In the olden days, when Glooscap lived at Fairy’s Hole on St. Anne’s Bay, there lived an evil lizard who did not like him. He was jealous of Glooscap because the Mi’kmaq marveled at Glooscap’s magic and took no heed of his. When the Mi’kmaq passed his door on their way to Glooscap’s wigwam, he sat beside his miserable little fire and prodded it angrily and mumbled to himself, “Glooscap, the Great Glooscap”.
He plotted to slyly to kill Glooscap but there was no way he could touch him. He tried to outwit him with his magic but Glooscap eluded him. At last, one day, when Glooscap was away from Fairy’s Hole, he stole two girls from their wigwam and drove them mercilessly over the shore to St. Anne’s Bay. The girls stumbled and fell on the rocks and he struck them with him spear. “Your Great Glooscap,” he snarled at them, “where is he? Why has he not come to save you as he said he would?” He prodded them with the sharp point of his spear. “Why do you not answer? Where is your Glooscap? Perhaps if I shout for him he will come.” “Glooscap!” he shrieked, “Glooscap!”
The hills rang with his shrill jeers. “Glooscap! Glooscap! Where are you Glooscap?” He screamed at the girls, “Your Glooscap is a liar. When you need him he does not come.” Then he saw the Great Glooscap striding down St. Anne’s shores. In a frenzy he struck the girls and drove them over the rocks.

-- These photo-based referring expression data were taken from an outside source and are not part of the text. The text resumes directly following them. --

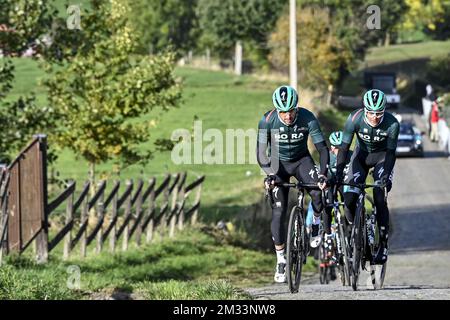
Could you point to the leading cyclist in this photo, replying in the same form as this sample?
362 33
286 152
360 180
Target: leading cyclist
283 136
377 134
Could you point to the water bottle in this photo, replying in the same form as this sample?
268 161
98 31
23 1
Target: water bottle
370 223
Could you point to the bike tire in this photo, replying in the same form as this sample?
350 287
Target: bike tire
358 244
345 252
296 249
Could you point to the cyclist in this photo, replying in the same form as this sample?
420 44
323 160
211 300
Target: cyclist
282 152
377 134
335 140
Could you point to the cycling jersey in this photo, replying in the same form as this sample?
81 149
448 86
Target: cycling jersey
290 142
293 139
333 163
372 139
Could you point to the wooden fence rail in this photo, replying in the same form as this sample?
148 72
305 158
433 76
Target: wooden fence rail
135 212
116 216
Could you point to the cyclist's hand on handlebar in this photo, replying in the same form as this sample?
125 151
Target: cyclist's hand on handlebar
339 180
270 180
323 182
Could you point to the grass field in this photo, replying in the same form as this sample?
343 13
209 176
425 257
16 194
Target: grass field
198 264
395 53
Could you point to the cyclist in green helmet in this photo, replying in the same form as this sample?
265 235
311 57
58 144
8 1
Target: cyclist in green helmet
282 152
377 134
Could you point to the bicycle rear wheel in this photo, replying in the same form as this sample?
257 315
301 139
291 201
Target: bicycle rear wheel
295 251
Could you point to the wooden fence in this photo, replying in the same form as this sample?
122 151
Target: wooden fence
141 209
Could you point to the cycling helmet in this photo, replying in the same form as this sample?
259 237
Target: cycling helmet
336 138
285 98
374 100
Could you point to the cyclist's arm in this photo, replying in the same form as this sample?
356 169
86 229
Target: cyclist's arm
262 147
347 138
389 161
320 144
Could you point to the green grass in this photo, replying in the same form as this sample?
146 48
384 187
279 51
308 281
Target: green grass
220 100
197 264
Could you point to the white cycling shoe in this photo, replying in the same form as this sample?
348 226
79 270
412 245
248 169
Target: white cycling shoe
280 273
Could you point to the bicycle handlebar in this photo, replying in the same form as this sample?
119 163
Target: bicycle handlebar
299 185
363 185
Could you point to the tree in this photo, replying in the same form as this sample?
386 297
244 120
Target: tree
101 91
165 23
226 22
431 17
22 25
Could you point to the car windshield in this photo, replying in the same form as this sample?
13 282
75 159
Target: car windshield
406 130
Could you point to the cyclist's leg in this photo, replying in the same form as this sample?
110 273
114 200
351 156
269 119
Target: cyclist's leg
382 211
279 208
327 214
357 173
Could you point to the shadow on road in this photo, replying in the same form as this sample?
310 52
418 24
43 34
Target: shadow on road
408 235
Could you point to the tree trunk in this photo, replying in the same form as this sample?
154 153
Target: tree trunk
92 177
330 94
387 39
208 57
238 59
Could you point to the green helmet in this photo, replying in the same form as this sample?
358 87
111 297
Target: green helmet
285 98
374 100
336 138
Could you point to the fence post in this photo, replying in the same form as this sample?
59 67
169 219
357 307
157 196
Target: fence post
112 237
69 217
127 213
84 219
42 237
3 229
100 215
138 213
151 211
163 222
197 200
173 206
181 202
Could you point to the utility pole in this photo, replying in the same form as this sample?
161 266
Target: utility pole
293 44
238 59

Lying on the shore, he saw Glooscap’s great stone canoe. He pushed the girls into it and heaved it into the deep water. “What will you do now Glooscap?” he jeered, “How will you save these girls?” He paddled leisurely along the shore, hurling scorn at Glooscap. “Ah, the Great Glooscap,” he taunted, “The Great Glooscap.” He turned to laugh at Glooscap, helpless on the shore, but Glooscap was beside him. With an ugly snarl he lurched at Glooscap and struck him with his paddle. Glooscap pushed him aside, set the girls carefully ashore and turned on him, lifted him high above the Bay and dropped him into the sea.
Glooscap turned to his broken canoe, pulled its shattered gunwhales apart and left it as two islands, the Bird Islands. The wind, the rain and the sea have beat against the Islands until there is nothing left of the old smooth contours of Glooscap’s great stone canoe. The seabirds long ago found the Islands and still lay their eggs on the bare rocks. All day their hoarse cries echo against the shores, as lonely and as desolate as the sea that rises and falls against the broken rocks of Glooscap’s old stone canoe.